For the most part, there is nothing much wrong with this piece. For the most part, there is nothing much right with it either. Essentially a stream of consciousness actualities from the artist matched up with some cuts of the song, this piece does not provide the “wow” factor it could have.

Two things:

First, the producer needs to provide an intro that contextualizes what the listener is about to hear. I suspect the intro on Studio 360 did that. But not providing it to stations that might air this piece independently makes our work harder, perhaps hard enough to bypass this piece. After all, any of us AAA stations where the artist is going to appear are going to get an interview most likely.

Second: The piece fails to find a central focus and build on it. There are other folks who produce this kind of piece better. There seems be one, but it’s so cloudy.

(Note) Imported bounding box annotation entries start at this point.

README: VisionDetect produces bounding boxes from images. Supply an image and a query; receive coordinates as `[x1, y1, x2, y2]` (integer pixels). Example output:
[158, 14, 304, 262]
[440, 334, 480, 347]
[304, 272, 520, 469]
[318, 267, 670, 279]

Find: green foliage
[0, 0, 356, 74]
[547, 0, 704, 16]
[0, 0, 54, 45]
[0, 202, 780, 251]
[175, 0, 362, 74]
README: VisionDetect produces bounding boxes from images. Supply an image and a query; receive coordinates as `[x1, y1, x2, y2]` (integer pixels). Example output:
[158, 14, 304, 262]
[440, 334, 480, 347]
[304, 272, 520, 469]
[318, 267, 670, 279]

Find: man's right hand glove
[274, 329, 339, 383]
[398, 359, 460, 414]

There is a lot of “how” in here, and not so much “why.” Maybe the artist is just plain boring and not capable of giving enough insight or maybe the interviewing couldn’t find a central theme that resonates.

This is tough. After a while you find that most singer/songwriters are telling pretty much the same story through their own perspective of life. Without skillful editing and detective work preparation, there is a high likelihood that these pieces are not going hit deep into the AAA listeners mind. After all, this guy is going to be interviewed on the local station’s air, on World Café, Sounds Eclectic, maybe E-Town, etc. So these kind of pieces have to deliver a something that isn’t going to be said in those situations.